Moses was not raptured, as some have argued. According to Deuteronomy 34:5-6, Moses died on Mount Nebo and God personally buried him in a valley in Moab. His grave remains hidden to this day. In the Gospel of Matthew, Moses appears alongside Elijah thousands of years later, talking with Jesus on the Mount of Transfiguration. Because Elijah was famously taken to heaven alive, his presence makes sense, but Moses' presence strongly implies he was already resurrected. So while Elijah and Enoch are the prime examples of people being raptured because they never died, Moses is largely considered one of the first human beings to be bodily resurrected.

With these facts in mind, I ask the question: who are the two witnesses mentioned in Revelation? In Revelation 11:3–12 is a description of two individuals who will help accomplish God’s work during the tribulation: “I will appoint my two witnesses, and they will prophesy for 1,260 days, clothed in sackcloth” (Revelation 11:3). Nowhere does the Bible identify these two witnesses by name, although people through the years have speculated.

The two witnesses in Revelation will have miraculous powers to accompany their message (Revelation 11:6), and no one will be able to stop them in their work (verse 5). At the end of their ministry, when they have said all they need to say, the beast will kill them and the wicked world will rejoice, allowing the bodies of the fallen prophets to lie in the streets (verses 7–10). Three and a half days later, however, God’s two witnesses will be resurrected and, in full view of their enemies, ascend to heaven (verses 11–12).

There are three primary theories on the identity of the two witnesses in Revelation: (1) Moses and Elijah, (2) Enoch and Elijah, and (3) two unknown believers whom God calls to be His witnesses in the end times.

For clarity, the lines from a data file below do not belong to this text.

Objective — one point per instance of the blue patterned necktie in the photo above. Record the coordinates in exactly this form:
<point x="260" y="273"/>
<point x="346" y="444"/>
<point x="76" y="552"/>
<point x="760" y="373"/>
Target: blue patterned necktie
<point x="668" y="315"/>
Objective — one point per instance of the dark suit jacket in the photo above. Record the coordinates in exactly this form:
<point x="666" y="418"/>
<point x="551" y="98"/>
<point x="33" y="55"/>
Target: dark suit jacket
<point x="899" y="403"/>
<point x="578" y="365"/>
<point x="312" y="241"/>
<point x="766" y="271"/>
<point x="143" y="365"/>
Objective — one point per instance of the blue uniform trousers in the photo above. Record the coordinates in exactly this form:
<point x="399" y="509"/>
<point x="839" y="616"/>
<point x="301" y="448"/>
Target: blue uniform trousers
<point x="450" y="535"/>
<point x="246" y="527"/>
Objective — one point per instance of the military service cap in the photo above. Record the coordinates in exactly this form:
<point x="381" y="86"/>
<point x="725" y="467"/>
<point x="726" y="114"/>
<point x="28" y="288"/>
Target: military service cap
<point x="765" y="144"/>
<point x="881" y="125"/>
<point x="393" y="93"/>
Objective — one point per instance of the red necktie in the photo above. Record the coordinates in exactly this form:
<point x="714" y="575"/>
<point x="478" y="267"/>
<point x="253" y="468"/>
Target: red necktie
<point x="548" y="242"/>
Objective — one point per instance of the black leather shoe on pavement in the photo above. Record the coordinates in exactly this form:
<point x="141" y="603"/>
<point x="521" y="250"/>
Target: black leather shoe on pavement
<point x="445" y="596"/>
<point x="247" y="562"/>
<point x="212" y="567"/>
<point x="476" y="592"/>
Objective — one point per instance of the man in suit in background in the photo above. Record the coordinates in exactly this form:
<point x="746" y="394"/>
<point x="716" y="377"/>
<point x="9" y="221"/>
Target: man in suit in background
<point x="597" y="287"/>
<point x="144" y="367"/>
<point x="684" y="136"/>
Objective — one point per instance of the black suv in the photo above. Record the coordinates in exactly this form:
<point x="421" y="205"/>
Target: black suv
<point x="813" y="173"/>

(1) Moses and Elijah are seen as possibilities for the two witnesses due to the specific miracles that John says the witnesses will perform. The witnesses will have the power to turn water into blood (Revelation 11:6), which duplicates a famous miracle of Moses (Exodus 7). And the witnesses will have the power to destroy their enemies with fire (Revelation 11:5), which corresponds to an event in Elijah’s life (2 Kings 1). Also giving strength to this view is the fact that Moses and Elijah both appeared with Jesus at the transfiguration (Matthew 17:3–4). Further, Jewish tradition expects Moses and Elijah to return, based on the prophecy of Elijah’s coming in Malachi 4:5 and God’s promise to raise up a prophet like Moses (Deuteronomy 18:15, 18), which some Jews believe necessitates Moses’ return.

(2) Enoch and Elijah are seen as possibilities for the two witnesses because of the unique circumstances surrounding their exit from the world. Enoch and Elijah, as far as we know, are the only two individuals whom God has taken directly to heaven without experiencing death (Genesis 5:24; 2 Kings 2:11). Proponents of this view point to Hebrews 9:27, which says that all men are appointed to die once. The fact that neither Enoch nor Elijah has yet experienced death seems to qualify them for the job of the two witnesses, who will be killed when their job is done. In addition, both Enoch and Elijah were prophets who pronounced God’s judgment (1 Kings 17:1; Jude 1:14–15).

(3) Two unknowns are seen as possibilities for the two witnesses because of the lack of specificity in Revelation 11. Scripture does not identify the two witnesses by name, and no well-known person is associated with their coming. God is perfectly capable of taking two “ordinary” believers and enabling them to perform the same signs and wonders that Moses and Elijah did. There is nothing in Revelation 11 that requires us to assume a “famous” identity for the two witnesses.

So, who are the two witnesses of Revelation? The Bible does not say. All three views presented above are valid and plausible interpretations that Christians can have. The identity of the two witnesses is an issue Christians should not be dogmatic about. I personally believe that these two witnesses are Moses and Elisha. What do you think?